I'm working on a large code and I find myself in the need to speed up a specific bit of it. I've created a MWE
shown below:
import numpy as np
import time
def random_data(N):
# Generate some random data.
return np.random.uniform(0., 10., N).tolist()
# Lists that contain all the data.
list1 = [random_data(10) for _ in range(1000)]
list2 = [random_data(1000), random_data(1000)]
# Start taking the time.
tik = time.time()
list4 = []
# Loop through all elements in list1.
for elem in list1:
list3 = []
# Loop through elements in list2.
for elem2 in zip(*list2):
A = np.exp(-0.5*((elem[0]-elem2[0])/elem[3])**2)
B = np.exp(-0.5*((elem[1]-elem2[1])/elem[3])**2)
list3.append(A*B)
# Sum elements in list3 and append result to list4.
sum_list3 = sum(list3) if sum(list3)>0. else 1e-06
list4.append(sum_list3)
# Print the elapsed time.
print time.time()-tik
The weird format of list1
and list2
is because that's how this block of code receives them.
The obvious part where most of the time is spent is in the recursive calculation of the A
and B
terms.
Is there any way I could speed up this block of code without having to parallelize it (I've tried it before and it gave me a lot of troubles)? I'm open to use any package, numpy
, scipy
, etc..
Add
This is the result of applying abarnert's optimizations and also Jaime's advise to make only one exponentiation. The optimized function is on average ~60x faster on my system.
import numpy as np
import timeit
def random_data(N):
return np.random.uniform(0., 10., N).tolist()

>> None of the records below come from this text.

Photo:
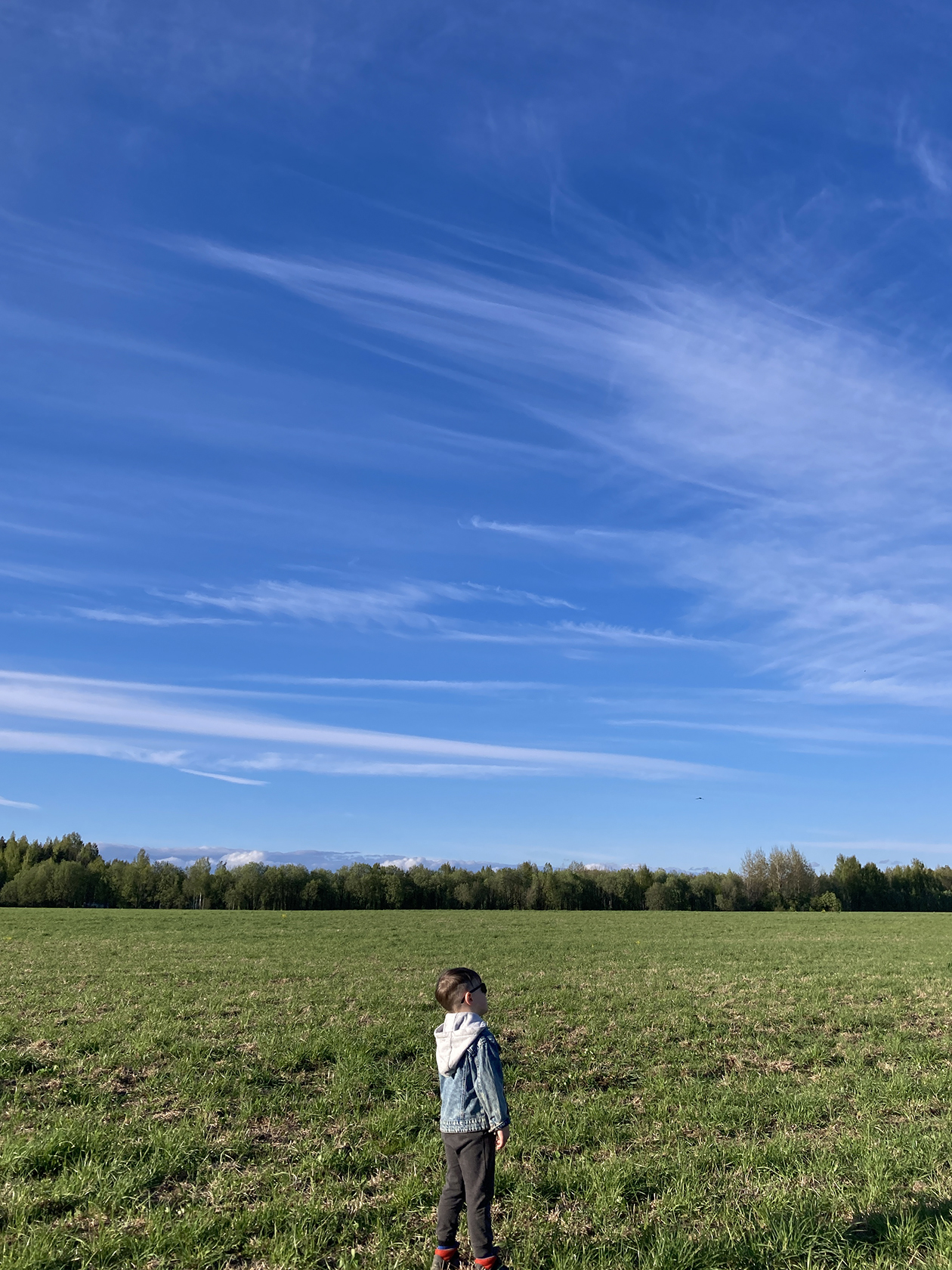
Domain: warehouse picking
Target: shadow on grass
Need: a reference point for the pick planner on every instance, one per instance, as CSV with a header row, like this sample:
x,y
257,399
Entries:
x,y
918,1225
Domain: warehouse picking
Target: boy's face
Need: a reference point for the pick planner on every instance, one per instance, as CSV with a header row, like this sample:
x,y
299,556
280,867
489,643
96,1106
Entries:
x,y
476,1000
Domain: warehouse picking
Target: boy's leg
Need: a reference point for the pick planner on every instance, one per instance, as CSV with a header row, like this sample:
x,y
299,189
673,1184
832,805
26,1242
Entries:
x,y
451,1202
478,1163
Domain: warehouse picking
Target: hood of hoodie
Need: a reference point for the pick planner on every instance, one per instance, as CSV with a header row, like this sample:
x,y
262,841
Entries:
x,y
453,1038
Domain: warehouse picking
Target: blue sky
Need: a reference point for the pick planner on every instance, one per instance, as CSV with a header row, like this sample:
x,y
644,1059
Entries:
x,y
479,432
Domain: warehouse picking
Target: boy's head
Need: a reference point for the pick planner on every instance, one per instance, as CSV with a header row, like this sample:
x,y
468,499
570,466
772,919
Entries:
x,y
461,990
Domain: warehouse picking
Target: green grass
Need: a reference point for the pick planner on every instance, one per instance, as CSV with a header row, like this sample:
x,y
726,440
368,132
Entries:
x,y
211,1090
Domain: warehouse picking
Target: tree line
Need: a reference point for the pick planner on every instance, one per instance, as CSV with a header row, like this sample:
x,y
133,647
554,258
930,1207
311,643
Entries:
x,y
69,873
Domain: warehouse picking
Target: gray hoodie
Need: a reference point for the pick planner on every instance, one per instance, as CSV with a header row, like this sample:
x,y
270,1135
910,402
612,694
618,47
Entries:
x,y
471,1094
453,1038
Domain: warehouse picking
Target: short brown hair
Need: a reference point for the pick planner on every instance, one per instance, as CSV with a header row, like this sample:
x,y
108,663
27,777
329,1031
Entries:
x,y
453,984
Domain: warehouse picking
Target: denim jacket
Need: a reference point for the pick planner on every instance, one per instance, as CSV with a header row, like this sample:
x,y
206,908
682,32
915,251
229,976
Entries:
x,y
471,1092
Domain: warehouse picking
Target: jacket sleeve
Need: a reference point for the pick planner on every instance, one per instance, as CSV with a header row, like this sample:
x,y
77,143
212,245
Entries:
x,y
489,1083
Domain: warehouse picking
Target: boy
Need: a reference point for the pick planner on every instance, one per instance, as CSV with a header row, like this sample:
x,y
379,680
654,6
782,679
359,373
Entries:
x,y
474,1118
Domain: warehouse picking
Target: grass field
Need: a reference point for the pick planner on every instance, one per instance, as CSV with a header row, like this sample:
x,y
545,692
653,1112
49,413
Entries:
x,y
687,1090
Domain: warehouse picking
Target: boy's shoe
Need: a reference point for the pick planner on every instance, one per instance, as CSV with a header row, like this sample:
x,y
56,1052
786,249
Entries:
x,y
446,1259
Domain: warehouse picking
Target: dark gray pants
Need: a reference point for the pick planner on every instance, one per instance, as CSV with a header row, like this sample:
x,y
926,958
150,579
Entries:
x,y
471,1178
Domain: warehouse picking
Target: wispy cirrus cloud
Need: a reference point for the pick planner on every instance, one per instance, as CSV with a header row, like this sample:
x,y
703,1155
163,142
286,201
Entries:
x,y
136,706
220,776
813,454
395,606
24,807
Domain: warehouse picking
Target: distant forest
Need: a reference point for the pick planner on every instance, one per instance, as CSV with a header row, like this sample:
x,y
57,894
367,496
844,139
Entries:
x,y
69,873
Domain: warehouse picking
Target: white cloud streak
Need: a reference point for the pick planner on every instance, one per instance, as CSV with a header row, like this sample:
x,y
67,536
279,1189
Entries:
x,y
132,706
218,776
26,807
818,456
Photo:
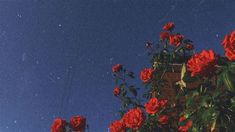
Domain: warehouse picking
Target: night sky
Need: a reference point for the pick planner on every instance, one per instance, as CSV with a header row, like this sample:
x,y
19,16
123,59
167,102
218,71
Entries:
x,y
56,55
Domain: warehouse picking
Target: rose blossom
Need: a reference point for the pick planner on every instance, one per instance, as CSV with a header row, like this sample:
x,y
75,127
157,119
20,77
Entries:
x,y
117,126
203,63
146,75
182,118
58,125
169,26
152,106
163,119
164,35
176,40
78,123
134,118
116,91
117,68
229,46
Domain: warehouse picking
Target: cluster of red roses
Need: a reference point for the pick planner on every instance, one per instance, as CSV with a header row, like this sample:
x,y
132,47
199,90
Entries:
x,y
135,117
229,46
202,64
76,124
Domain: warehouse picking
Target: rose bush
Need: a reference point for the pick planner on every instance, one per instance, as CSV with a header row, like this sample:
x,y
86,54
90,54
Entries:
x,y
203,97
205,92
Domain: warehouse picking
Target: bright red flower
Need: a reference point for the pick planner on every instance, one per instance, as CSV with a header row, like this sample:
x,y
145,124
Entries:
x,y
117,68
146,75
164,35
229,46
117,126
189,46
116,91
182,118
58,125
164,119
203,63
183,129
169,26
163,102
78,123
176,40
134,118
152,106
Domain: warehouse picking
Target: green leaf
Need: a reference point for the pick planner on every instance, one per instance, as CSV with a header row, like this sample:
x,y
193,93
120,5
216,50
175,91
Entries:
x,y
229,80
232,67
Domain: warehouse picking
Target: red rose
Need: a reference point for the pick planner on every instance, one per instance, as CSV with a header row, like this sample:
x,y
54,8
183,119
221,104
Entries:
x,y
152,106
203,63
164,35
182,118
134,118
176,40
116,91
163,102
58,125
229,46
169,26
183,129
117,126
78,123
163,119
146,75
189,46
117,68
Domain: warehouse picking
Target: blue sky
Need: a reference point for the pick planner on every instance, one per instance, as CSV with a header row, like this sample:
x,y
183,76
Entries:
x,y
56,55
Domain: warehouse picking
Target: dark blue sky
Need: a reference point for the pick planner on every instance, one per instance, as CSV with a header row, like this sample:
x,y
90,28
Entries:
x,y
56,55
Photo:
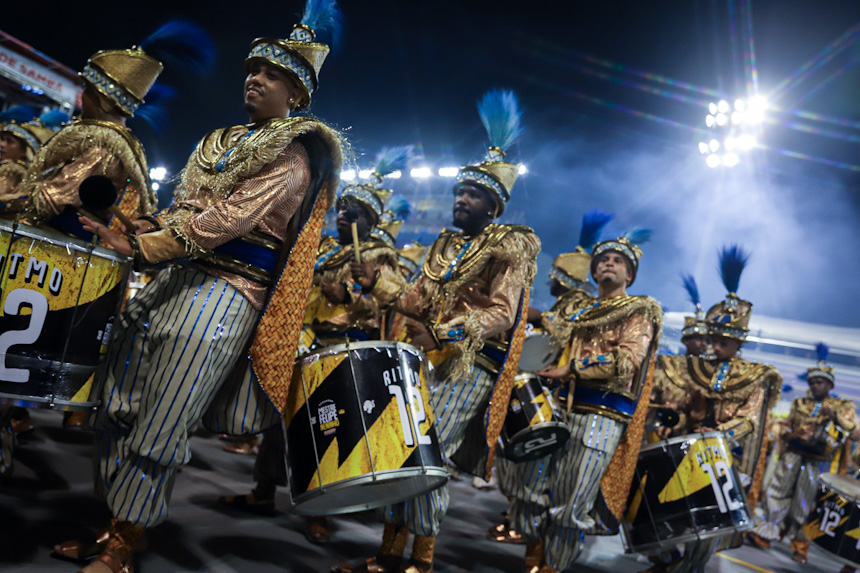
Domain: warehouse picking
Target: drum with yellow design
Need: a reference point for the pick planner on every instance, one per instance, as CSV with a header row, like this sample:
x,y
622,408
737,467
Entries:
x,y
684,489
58,296
533,427
360,430
834,524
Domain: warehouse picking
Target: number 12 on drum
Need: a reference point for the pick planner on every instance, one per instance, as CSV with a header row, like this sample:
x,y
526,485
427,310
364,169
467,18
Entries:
x,y
418,414
725,492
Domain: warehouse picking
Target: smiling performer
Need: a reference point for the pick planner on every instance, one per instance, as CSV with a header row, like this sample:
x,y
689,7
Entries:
x,y
472,293
820,428
610,356
247,218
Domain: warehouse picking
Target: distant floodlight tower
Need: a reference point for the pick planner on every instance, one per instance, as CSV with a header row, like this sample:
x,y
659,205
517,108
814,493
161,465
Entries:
x,y
734,130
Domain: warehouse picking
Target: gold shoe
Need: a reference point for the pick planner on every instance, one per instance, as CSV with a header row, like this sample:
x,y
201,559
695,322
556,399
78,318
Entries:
x,y
81,551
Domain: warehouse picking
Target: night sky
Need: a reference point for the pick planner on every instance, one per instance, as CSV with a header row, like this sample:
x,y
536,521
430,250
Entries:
x,y
614,96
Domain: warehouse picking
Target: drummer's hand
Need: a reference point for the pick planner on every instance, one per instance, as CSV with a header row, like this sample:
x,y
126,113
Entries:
x,y
335,293
556,373
118,242
363,273
142,226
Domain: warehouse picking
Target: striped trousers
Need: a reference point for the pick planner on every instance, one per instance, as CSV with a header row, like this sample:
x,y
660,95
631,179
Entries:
x,y
177,343
791,494
457,406
555,495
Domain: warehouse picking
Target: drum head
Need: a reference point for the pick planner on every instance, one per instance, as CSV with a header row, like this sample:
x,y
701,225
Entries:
x,y
539,351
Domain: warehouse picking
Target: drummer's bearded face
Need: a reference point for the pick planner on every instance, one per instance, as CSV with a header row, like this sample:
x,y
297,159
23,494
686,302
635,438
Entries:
x,y
269,92
725,348
11,148
473,208
819,387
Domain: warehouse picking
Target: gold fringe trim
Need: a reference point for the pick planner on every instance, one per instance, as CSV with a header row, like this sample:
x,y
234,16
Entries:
x,y
77,138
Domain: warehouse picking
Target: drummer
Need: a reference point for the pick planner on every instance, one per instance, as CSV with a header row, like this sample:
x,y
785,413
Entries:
x,y
819,430
347,301
724,393
612,342
569,283
473,288
247,200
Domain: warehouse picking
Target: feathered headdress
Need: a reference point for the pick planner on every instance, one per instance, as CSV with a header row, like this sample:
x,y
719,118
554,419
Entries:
x,y
730,318
500,113
371,194
299,55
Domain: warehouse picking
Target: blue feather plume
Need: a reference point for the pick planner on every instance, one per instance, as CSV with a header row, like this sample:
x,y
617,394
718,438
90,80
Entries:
x,y
324,15
54,119
500,113
182,44
392,159
399,207
19,114
822,351
592,224
154,110
638,236
733,259
692,289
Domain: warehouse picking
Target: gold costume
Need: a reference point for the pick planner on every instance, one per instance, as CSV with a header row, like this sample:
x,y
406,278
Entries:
x,y
364,309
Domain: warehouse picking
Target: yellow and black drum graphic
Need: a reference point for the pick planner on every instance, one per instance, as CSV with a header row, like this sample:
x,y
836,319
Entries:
x,y
58,297
684,488
533,427
834,525
360,428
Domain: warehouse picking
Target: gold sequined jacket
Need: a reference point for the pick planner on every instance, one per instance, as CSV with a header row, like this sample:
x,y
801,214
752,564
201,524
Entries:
x,y
364,309
477,282
242,182
813,435
88,147
737,396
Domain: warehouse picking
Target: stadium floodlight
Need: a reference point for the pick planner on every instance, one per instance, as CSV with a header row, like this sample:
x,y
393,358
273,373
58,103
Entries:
x,y
158,173
420,172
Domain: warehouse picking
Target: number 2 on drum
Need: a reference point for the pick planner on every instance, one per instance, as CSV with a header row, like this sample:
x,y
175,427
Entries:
x,y
725,499
12,307
831,520
418,414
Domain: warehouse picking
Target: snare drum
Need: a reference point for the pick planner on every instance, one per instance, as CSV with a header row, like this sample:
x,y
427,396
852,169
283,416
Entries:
x,y
834,524
360,430
59,296
533,427
684,489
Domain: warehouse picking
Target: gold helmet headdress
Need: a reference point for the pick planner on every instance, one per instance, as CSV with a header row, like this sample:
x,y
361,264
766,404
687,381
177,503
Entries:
x,y
730,318
693,325
822,369
627,245
371,194
500,114
126,76
572,269
299,55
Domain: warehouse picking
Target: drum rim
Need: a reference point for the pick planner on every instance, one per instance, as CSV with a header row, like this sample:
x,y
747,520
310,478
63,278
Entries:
x,y
347,346
60,240
829,478
399,473
683,438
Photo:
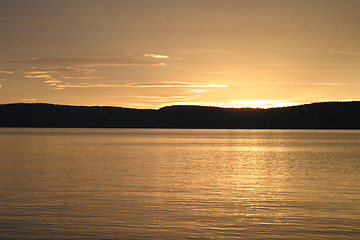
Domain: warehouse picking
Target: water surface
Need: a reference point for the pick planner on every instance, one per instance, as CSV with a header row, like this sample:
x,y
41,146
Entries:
x,y
179,184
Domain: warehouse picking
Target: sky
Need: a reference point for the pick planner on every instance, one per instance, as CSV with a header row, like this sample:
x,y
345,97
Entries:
x,y
155,53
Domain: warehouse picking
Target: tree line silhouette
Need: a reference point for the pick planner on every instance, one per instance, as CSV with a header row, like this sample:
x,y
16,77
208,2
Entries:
x,y
327,115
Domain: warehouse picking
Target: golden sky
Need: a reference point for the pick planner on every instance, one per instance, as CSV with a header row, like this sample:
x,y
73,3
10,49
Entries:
x,y
153,53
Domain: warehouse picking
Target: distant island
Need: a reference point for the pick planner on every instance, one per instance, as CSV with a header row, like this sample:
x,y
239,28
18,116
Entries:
x,y
326,115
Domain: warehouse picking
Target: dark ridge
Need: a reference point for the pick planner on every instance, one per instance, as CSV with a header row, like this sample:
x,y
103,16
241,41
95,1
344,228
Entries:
x,y
326,115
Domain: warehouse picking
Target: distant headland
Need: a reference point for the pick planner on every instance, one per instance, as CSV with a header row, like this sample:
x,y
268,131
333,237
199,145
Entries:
x,y
325,115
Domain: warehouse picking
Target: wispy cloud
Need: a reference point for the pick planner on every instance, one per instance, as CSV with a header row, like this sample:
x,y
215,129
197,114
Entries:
x,y
6,71
37,76
173,84
151,55
88,62
52,81
86,85
62,70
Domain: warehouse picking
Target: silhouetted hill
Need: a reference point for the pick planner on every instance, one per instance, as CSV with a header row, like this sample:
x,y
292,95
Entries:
x,y
329,115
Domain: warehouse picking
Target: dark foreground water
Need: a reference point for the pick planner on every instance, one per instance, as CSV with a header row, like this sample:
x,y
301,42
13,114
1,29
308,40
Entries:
x,y
179,184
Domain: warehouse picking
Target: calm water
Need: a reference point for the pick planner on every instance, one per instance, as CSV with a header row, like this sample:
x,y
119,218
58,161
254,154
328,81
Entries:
x,y
179,184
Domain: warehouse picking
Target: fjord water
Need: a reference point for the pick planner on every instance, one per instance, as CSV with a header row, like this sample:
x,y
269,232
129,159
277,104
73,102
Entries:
x,y
179,184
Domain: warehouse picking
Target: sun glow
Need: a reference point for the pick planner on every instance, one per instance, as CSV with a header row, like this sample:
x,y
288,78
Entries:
x,y
258,104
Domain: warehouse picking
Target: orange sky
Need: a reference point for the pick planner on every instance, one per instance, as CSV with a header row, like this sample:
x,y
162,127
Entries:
x,y
152,53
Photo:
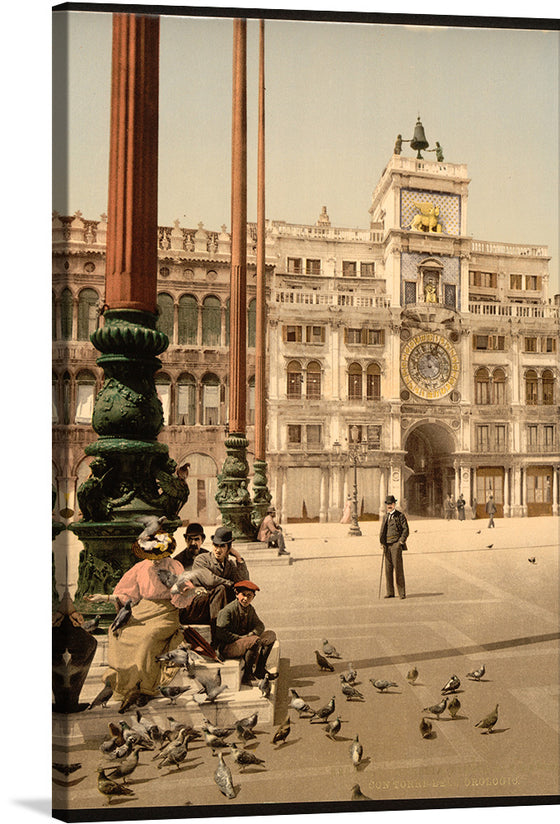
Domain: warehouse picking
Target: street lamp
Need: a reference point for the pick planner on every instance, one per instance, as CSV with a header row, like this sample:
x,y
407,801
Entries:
x,y
356,451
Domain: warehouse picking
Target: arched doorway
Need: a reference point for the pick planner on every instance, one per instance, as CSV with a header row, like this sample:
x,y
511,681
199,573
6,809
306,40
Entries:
x,y
428,468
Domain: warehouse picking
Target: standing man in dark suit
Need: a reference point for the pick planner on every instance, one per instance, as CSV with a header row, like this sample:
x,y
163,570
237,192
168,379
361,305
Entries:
x,y
392,537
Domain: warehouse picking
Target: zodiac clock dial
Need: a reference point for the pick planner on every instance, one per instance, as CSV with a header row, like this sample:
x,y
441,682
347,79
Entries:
x,y
429,366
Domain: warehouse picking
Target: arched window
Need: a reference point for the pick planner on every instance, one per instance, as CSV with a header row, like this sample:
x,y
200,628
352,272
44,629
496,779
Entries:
x,y
252,323
499,386
66,314
186,400
188,320
163,389
531,388
313,380
373,382
211,321
210,400
85,396
66,397
228,302
251,400
55,401
482,387
355,382
294,380
165,318
87,313
548,388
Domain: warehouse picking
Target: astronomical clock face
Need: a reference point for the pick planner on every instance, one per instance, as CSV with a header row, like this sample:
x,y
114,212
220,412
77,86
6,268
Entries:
x,y
429,366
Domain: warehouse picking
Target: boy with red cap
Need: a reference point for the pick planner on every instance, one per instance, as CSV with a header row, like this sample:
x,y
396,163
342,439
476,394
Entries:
x,y
240,633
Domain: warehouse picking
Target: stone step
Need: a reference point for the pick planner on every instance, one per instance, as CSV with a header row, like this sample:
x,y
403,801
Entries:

# Lists that contain all the data.
list1 = [random_data(10) for _ in range(1000)]
list2 = [random_data(1000), random_data(1000)]
array1 = np.array(list1)
array2 = np.array(zip(*list2))
# Old non-optimezed function.
def func1():
list4 = []
# Process all elements in list1.
for elem in list1:
# Process all elements in list2.
list3 = []
for elem2 in zip(*list2):
A = np.exp(-0.5*((elem[0]-elem2[0])/elem[3])**2)
B = np.exp(-0.5*((elem[1]-elem2[1])/elem[3])**2)
list3.append(A*B)
# Sum elements in list3 and append result to list4.
sum_list3 = sum(list3) if sum(list3)>0. else 1e-06
list4.append(sum_list3)
# New optimized function.
def func2():
list4 = []
# Process all elements in list1.
for elem in array1:
# Broadcast over elements in array2.
A = -0.5*((elem[0]-array2[:,0])/elem[3])**2
B = -0.5*((elem[1]-array2[:,1])/elem[3])**2
array3 = np.exp(A+B)
# Sum elements in array3 and append result to list4.
sum_list3 = max(array3.sum(), 1e-10)
list4.append(sum_list3)
# Get time for both functions.
func1_time = timeit.timeit(func1, number=10)
func2_time = timeit.timeit(func2, number=10)
# Print hom many times faster func2 is versus func1.
print func1_time/func2_time